LDAP (lightweight directory access protocol) is an IETF (Internet Engineering Task Force) standard. The information contained in an LDAP directory might be users e-mail or phone numbers or descriptions of printers, Distributed File System shares, or SQL databases on the network.

Exchange Server 2000

Exchange Server 2000 is the pending replacement (due for release on 26th of September) for the currently deployed version 5.5. As with the other 2000 server products, Exchange-Server supports storage and exchange of XML document markup/data and HTTP for transport over the network.

There's the expected integration with the Office suite and traditional email clients like Exchange, Outlook, Outlook Express and browser based clients, but Microsoft are marketing the 2000 version (more heavily than previous versions) as a document store and collaborative working, work flow management technology.

Other new features include adding Meta-data properties to stored documents, content indexing and searching, content addressing via URLs, Front-Page integration for forms-based application editing and audio/video/data conferencing.

There is also support for a new protocol Web DAV, which is a Header/Method extension to HTTP that enables distributed authoring, permissions, locking and versioning of documents (of any type) over the Web. Essentially it's like a network file system over the web, using XML to specify and retrieve document properties. Web DAV was originally authored by Microsoft and submitted to the IETF for review in 1995 and has since been issued as RFC2518. Microsoft shipped their first Web DAV enabled product in March last year, but it's only recently that clients that support it, like the Office-2000 suite, have been made available.

Not to be outdone by Microsoft, the open source community has lept at the challenge and in June this year webdav.org and the Apache Software Foundation released a press statement about Apache support for this extension to HTTP. The Apache module 'Mod_DAV' apparently works 'seamlessly' with Explorer-5.0 and the Office-2000 suite. Unfortunately there are no plans for support of DAV under Mozilla/Netscape6 when they are to be first released.

Web DAV is a real watch-this-space technology for which the only real limiting factor currently is the lack of authoring clients and potential security issues (which can be gotten around by using SSL). If testing of the Apache module on our own Web servers works out well, it will also eliminate the need for FTP access and finally bring about the demise of the evil Frontpage Server Extensions.

SQL Server 2000

This latest version of Microsoft's RDBMS product has just left Beta-2 stage and is now rolling out for manufacturing slated for release in the US on the 26th of September. SQL Server 2000 is set to become a key part of .NET, replacing the current release of SQLServer, version 7 (relased November 1998). Microsoft claim to have been running SQL Server 2000 behind their own business applications for the last six months.

Major new features of interest in the Web realm, include supportfor storing XML documents in relational database tables, and generating XML documents directly from relational data. HTTP access is also a core feature of SQL Server 2000 enabling direct queries through a network via URL references.

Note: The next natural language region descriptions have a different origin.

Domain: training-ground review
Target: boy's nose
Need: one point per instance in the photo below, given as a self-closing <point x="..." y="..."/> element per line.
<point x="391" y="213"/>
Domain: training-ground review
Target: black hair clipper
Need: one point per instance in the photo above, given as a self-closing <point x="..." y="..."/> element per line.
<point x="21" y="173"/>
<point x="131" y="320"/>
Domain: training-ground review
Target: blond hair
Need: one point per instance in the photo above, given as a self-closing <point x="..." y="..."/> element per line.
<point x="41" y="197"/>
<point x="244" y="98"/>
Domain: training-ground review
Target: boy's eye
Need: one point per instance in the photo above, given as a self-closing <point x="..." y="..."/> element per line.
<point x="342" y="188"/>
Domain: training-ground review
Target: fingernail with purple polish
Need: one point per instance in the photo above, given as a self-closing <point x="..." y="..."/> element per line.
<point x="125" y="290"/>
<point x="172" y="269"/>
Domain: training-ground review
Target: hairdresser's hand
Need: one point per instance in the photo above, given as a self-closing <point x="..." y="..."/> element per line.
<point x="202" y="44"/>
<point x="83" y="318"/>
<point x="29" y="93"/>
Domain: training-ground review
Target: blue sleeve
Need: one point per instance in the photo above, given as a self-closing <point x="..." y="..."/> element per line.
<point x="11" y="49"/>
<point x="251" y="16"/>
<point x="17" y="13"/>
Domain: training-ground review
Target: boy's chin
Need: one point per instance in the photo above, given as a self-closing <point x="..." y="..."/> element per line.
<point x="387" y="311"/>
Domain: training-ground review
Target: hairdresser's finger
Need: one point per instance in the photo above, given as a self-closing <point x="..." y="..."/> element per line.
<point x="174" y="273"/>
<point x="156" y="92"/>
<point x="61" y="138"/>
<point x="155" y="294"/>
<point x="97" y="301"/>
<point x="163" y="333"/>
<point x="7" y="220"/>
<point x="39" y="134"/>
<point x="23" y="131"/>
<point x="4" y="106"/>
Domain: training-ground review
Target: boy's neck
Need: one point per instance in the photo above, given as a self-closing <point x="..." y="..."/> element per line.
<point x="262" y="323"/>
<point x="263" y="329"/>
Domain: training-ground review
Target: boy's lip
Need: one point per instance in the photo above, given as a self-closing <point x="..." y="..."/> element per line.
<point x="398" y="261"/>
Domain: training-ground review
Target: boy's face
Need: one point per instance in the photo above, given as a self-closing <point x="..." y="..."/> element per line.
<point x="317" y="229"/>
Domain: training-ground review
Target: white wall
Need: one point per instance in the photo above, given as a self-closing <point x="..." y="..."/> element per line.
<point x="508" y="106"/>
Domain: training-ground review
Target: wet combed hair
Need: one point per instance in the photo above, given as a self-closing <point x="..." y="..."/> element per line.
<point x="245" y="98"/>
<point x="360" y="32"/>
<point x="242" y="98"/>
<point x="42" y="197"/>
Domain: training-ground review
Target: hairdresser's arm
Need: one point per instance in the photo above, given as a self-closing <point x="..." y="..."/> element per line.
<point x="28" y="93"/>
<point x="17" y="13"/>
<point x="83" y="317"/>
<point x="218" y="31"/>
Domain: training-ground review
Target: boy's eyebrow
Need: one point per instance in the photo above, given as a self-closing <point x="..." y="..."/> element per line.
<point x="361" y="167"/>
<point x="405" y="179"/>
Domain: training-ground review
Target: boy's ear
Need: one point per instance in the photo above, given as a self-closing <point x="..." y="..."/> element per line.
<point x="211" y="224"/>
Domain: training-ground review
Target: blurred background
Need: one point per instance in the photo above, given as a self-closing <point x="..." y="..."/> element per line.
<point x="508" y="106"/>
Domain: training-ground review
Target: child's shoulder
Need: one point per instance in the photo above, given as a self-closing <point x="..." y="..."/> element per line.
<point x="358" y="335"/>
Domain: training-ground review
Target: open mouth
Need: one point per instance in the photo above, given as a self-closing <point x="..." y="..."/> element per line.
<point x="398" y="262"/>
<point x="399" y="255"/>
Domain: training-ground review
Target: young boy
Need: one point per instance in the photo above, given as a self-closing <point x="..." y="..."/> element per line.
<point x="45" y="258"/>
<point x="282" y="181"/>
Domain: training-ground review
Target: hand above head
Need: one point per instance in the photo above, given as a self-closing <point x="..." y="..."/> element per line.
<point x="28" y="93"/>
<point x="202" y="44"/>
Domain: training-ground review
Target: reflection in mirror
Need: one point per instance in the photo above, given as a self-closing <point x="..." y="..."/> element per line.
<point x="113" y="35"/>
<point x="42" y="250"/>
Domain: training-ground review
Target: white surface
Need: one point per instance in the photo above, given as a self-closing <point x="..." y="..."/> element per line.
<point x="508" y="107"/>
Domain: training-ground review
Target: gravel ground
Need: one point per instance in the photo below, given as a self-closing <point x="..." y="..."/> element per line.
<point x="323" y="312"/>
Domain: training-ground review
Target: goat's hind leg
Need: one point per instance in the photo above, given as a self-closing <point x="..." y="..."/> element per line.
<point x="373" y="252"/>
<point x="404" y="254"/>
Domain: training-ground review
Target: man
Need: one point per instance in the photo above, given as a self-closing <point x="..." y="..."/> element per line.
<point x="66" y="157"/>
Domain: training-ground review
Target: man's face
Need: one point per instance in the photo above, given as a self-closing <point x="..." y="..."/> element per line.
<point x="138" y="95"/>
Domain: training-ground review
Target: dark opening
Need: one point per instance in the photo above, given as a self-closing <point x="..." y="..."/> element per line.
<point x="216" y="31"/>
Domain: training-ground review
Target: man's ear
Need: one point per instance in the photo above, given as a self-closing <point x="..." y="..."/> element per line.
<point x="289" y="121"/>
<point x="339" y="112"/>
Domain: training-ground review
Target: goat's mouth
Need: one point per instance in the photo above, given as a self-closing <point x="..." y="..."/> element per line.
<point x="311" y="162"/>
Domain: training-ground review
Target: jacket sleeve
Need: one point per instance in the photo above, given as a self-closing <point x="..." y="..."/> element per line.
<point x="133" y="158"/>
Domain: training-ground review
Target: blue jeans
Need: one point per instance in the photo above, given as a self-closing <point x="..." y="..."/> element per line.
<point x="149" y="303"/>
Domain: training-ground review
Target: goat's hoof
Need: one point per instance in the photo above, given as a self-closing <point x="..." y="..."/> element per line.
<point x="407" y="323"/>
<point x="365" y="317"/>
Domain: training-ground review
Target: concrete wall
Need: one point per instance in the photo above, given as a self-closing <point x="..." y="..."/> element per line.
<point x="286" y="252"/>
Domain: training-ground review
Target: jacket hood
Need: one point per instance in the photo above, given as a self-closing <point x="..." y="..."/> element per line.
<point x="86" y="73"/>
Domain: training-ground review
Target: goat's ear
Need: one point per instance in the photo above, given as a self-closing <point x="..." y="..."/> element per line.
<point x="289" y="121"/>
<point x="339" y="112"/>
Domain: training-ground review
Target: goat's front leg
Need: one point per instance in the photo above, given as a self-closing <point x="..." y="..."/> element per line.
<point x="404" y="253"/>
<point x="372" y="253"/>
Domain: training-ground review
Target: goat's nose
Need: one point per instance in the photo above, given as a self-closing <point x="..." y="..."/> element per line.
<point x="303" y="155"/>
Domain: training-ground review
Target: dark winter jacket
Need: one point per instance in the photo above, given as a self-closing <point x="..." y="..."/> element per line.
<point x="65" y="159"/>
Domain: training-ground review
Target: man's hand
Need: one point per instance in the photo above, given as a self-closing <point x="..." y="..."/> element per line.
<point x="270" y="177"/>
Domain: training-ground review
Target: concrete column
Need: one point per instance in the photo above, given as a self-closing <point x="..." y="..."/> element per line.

One way to take advantage of these features is to store a SQL query in an XML form within a table, reference the XML document over HTTP (also supporting SSL for security) using the URL and return the query results back to the calling device as XML structured data.

With SQL Server 7 (or most other SQL products) the only way to store XML data in a structured manner (i.e. without using a Text-field :-) was to write some middleware that parsed an XML stream, shredded it into individual XML elements, and plugged these elements into the appropriate table fields. A similar program would then do the reverse when querying and extracting the data back out of the store. SQL Server 2000 now handles this interchange function automagically.

Windows 2000

All of the server based products mentioned in this document are dependent on services delivered by the operating system Windows-2000, one of the few technologies at Teched that aren't actually in Beta at the moment (in fact Service Pack 1 has just been released). I was attending Teched this year with a focus on learning about the Web technologies that bolt on top of the OS not the OS itself.